Featured on Feb 23, 2011
"[Insert lengthy, potentially fake sounding story here]. True story."
When I was a kid, I used to be the spitting image of the chubby Asian kid from Up, except a lot rounder. One day I decided to trade in my video game time for gym time and became a bodybuilder. I went to Penn, where I majored in business but spent much of my time in school obsessing over the fitness domain (my inner closet geek still thought of the gym as time I spent "leveling up" my character). After I graduated, I went to work for comScore as a product manager for a year, but the startup world soon came calling and I co-founded Fitocracy with Brian. Oh I also founded and owned a cupcake bakery at some point in Philadelphia. Really random, but true story.
- Title: Fitocracy Co-Founder/CTO/Chief Muscle
- Age: 24
- Location: Brooklyn, Clinton Hill
- Contact: @RichardTalens
Your app Fitocracy just launched its private beta recently, what are some things you've learned from your users that you could never have predicted? Have you determined when you're going to launch the public version of your site?
Coming into Fitocracy, we knew the marriage between fitness and gaming was a good one, but until listening to our users we didn't realize that they were a match made in heaven. We knew that users would definitely be motivated to log their activity in order to compete with their friends. But we found out that our users literally changed their day-to-day habits, just so that they could earn points and level up. We recently had a user request that we let people earn points for taking the stairs, so that he could do that instead of taking the elevator. Quoting a Fitocracy user's comment on Reddit, "Btw, everyone, I have managed to lose 5 lbs since I started at Fitocracy. I make it to the gym every day because I feel the need to start leveling." Right now, Fitocracy is a moving target. We're changing many of the game mechanics behind Fitocracy based on user feedback so the game is constantly evolving. Once we feel that everything is just right, we're going to release publicly and start to scale.
You went from working with C#, .Net, and the Microsoft stack at your full-time job to building Fitocracy on Python and Django, how was that transition for you? Do you have any advice for those wishing to do something similar?
Moving from C#/.NET to python/django is like spending time in a luxurious New York hotel (open bar), only to be thrown into an island with hungry... well... pythons chasing you around. I'm mostly kidding, but that's similar to how I felt switching IDEs. Going from C# to python wasn't that bad -- I actually think I prefer python, but losing all of the tools that Visual Studio provided makes me feel very cold and want to check into rehab. The great thing about django/python is that it has an amazing community. People switching just need to get accustomed to an inferior IDE, but once they do that, there are a lot of perks to working in django/python.
What are some of the pros and cons of living with your co-founder, Brian? Many successful businesses have been built on an existing trusted friendship, but would you recommend being roommates as well?
I think living with a business partner could either go really good or really bad.
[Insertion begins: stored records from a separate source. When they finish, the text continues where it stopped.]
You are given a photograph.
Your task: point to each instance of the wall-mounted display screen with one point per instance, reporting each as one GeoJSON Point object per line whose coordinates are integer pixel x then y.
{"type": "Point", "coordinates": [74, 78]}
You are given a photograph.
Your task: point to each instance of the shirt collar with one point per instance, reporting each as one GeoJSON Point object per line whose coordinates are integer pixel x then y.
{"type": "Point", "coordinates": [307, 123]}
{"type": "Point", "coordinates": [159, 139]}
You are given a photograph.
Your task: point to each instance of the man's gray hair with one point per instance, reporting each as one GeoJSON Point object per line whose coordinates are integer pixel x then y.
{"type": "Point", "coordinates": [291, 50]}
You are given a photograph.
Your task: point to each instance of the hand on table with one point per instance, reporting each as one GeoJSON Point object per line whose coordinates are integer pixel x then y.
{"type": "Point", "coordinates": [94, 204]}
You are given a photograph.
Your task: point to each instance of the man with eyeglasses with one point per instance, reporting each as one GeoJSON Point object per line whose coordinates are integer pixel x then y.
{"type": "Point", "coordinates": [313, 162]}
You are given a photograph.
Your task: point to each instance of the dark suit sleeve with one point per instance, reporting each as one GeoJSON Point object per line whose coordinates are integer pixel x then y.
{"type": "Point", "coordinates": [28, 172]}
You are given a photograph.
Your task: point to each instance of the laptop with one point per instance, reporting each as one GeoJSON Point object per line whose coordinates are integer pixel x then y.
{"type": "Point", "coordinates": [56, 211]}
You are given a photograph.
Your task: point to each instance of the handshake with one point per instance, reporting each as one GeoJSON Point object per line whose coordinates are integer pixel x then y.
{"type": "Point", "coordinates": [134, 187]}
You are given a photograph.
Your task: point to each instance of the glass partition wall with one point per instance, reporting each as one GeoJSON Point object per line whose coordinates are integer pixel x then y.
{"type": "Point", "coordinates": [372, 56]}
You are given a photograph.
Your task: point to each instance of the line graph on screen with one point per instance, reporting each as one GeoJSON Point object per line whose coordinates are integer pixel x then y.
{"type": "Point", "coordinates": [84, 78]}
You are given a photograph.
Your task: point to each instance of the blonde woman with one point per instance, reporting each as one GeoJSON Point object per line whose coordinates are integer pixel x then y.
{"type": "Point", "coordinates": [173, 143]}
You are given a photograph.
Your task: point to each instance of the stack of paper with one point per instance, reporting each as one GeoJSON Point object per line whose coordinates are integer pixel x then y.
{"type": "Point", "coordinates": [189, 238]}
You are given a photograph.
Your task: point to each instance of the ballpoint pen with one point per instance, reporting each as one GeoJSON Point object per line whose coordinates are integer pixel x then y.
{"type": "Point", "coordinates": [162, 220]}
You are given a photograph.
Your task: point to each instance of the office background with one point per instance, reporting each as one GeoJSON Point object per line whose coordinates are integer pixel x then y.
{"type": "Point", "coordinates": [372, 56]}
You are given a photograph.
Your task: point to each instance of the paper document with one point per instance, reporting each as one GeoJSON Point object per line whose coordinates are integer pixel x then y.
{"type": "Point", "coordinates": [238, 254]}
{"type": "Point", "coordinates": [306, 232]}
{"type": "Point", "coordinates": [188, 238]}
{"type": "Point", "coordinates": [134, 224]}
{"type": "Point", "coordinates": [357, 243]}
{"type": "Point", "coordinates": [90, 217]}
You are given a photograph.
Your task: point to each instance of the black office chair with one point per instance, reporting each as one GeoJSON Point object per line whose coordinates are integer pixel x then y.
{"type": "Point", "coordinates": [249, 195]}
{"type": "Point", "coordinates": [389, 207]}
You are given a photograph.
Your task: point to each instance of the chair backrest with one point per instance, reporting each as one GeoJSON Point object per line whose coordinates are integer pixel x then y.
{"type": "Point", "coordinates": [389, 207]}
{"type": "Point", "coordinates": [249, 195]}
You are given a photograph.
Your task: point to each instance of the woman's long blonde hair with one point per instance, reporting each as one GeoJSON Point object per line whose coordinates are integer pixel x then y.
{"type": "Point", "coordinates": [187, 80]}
On the plus side, you can work way more hours together than co-founders who don't live together. However, being business partners is enough strain on a relationship, so being roommates may be the straw that breaks the camel's back. Brian and I have a unique relationship in that we've worked together in a high-stress situation before. While at Penn, we did a bodybuilding contest together and spent 24/7 with each other's company. To those who don't know what that entails, it's a lot of dieting, starving, stress, and being annoyed with everyone all the time. At the start, we fought a lot, but we were forced to either learn how to communicate and work together, or cease being friends. Because we learned to work well together and not push each other's buttons, we can literally spend all of our time together working on Fitocracy. Even when we're grabbing lunch or working out, we're always war planning, and that gives us many more hours in a day than our competitors. It does get a bit weird though when I hear Brian talking in his room... I'm pretty sure he's not on the phone.
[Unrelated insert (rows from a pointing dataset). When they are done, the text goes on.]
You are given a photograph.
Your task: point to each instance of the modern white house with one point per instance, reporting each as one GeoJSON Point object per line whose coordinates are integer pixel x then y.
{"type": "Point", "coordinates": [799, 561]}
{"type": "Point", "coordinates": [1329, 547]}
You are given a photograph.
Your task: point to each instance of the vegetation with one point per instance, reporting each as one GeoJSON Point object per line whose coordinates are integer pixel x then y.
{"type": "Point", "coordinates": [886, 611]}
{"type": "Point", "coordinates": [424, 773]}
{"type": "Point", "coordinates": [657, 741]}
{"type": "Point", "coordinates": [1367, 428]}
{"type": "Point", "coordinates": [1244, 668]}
What do you think the market size is for people who are serious about role-playing games and fitness? How much does someone who thinks "this smith machine gives me +3 STR" spends on video games and fitness-related items per year?
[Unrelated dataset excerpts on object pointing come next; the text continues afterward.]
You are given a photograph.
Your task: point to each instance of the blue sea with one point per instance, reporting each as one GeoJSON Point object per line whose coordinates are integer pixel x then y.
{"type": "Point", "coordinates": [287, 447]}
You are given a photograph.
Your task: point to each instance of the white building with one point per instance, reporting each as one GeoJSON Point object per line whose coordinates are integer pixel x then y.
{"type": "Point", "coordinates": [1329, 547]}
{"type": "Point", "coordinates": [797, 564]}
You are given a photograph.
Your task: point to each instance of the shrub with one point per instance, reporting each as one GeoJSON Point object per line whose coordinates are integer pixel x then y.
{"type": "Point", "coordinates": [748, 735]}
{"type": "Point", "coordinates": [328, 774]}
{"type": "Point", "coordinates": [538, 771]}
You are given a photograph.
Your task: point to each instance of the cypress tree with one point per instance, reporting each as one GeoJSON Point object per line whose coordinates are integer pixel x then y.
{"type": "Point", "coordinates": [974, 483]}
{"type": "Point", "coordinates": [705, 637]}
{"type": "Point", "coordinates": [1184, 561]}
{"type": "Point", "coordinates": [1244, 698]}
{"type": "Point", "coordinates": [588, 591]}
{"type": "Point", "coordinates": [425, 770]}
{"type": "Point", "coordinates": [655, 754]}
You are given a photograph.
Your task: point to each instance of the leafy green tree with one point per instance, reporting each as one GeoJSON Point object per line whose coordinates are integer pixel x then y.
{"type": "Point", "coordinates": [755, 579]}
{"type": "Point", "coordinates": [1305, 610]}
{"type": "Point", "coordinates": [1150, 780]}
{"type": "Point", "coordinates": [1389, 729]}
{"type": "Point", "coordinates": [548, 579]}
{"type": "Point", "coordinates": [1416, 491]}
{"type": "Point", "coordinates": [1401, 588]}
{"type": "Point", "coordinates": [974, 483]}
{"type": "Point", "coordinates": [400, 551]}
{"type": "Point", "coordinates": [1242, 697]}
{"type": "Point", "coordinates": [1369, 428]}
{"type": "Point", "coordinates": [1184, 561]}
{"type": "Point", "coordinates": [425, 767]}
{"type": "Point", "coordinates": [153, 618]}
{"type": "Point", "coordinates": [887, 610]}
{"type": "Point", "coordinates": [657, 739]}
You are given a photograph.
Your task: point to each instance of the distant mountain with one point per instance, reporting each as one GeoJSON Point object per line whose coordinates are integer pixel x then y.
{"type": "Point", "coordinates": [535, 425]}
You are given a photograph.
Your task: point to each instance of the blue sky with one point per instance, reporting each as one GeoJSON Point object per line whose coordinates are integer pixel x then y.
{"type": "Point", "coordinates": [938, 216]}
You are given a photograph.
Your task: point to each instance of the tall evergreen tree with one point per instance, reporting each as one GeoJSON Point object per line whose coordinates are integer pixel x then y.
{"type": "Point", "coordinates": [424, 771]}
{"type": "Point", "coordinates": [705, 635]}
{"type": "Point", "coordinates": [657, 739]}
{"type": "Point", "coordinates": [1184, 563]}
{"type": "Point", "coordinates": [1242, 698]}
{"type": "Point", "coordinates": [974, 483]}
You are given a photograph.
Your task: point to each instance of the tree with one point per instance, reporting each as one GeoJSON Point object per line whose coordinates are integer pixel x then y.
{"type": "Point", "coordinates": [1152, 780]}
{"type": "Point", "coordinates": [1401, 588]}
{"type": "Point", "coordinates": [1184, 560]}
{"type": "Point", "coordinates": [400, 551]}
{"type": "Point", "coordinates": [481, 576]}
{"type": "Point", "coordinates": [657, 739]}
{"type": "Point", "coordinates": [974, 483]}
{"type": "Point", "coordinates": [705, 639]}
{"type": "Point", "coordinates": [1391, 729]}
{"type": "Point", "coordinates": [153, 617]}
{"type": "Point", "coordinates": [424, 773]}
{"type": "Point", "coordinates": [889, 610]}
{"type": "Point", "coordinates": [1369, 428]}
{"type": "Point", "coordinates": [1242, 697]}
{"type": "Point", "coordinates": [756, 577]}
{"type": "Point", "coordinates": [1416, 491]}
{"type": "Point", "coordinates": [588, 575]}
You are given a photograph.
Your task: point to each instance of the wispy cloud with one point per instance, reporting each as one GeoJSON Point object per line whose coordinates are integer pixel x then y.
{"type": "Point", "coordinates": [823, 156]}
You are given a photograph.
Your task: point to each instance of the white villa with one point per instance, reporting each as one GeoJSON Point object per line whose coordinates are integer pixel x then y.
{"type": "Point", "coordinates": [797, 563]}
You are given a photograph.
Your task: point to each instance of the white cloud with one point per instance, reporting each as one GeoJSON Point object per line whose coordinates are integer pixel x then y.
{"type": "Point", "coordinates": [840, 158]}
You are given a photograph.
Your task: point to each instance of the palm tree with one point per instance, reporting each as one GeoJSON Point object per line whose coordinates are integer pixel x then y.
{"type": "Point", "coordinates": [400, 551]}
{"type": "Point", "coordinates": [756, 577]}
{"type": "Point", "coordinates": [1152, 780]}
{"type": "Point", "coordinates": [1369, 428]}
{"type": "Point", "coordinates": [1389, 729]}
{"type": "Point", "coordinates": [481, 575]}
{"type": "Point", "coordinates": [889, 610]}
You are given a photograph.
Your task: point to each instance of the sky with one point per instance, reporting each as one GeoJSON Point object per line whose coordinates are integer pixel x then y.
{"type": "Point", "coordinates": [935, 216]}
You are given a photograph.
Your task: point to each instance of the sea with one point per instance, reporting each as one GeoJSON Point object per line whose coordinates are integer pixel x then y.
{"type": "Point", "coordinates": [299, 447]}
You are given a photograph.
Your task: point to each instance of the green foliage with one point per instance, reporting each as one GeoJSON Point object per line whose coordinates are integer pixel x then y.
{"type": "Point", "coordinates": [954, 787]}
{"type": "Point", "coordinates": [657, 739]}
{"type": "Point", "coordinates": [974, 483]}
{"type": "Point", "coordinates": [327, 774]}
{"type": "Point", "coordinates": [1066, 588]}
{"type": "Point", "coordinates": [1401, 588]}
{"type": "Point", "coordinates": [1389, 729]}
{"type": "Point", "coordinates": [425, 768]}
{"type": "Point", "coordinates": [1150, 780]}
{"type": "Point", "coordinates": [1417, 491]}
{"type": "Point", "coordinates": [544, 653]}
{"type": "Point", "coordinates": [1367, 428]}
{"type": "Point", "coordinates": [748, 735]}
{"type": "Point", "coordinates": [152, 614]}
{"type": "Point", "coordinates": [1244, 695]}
Looking at just the market size of our target customer alone -- it's huge. We're talking about all 18-35 year old males who play video games and want a better physique to impress the ladies. In other words, all 18-35 year old males. Looking at someone who is already a "+3 str smith machine" geek (like myself), they already spend $600/year in gym fees, $300/year in supplements (I personally spend way more), and $300 on video games (more now than avg. spend on music). They probably spend $1200/year, which I feel is conservative.